Another major reason for the proliferation of chit funds and fraudulent collective investment
schemes is the absence of adequate regulations and, in some cases, the lack of clarity in laws. It
is not clear who will regulate the schemes which takes various forms.
Chit funds are monitored by state governments.
Collective investment schemes monitored by SEBI & Nonbanking finance companies (NBFCs)
are seen by the Reserve Bank of India (RBI).

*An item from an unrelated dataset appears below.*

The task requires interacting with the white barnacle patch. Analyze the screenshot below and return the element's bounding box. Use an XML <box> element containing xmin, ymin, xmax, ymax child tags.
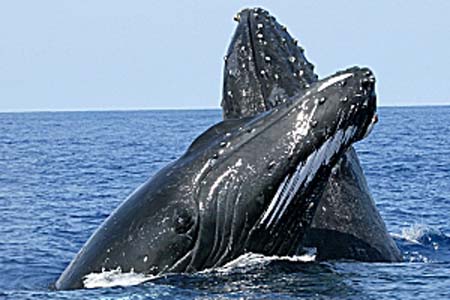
<box><xmin>260</xmin><ymin>126</ymin><xmax>357</xmax><ymax>228</ymax></box>
<box><xmin>208</xmin><ymin>158</ymin><xmax>242</xmax><ymax>199</ymax></box>
<box><xmin>317</xmin><ymin>73</ymin><xmax>353</xmax><ymax>92</ymax></box>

SEBI has been fighting several court cases with the promoters of questionable schemes. For
instance, the MPS Group had sought SEBI's nod for a collective investment scheme in March
2000. It was denied, after which MPS began a court battle with the regulator. "We've exchanged
100 to 200 letters with SEBI," says MPS Group's Manna. "Then they asked me to get a 'comfort
letter' from any nationalized bank. But no bank is authorized to give such a letter. The Calcutta
High Court has said we can continue the scheme if we have the requisite approval. Without
waiting for SEBI's nod, Manna is back in the business after a brief hiatus, and says he has
provisional registration from SEBI. But SEBI says an existing collective investment scheme
cannot launch any new scheme or raise money from investors even under the existing scheme,
unless SEBI grants it a certificate of registration.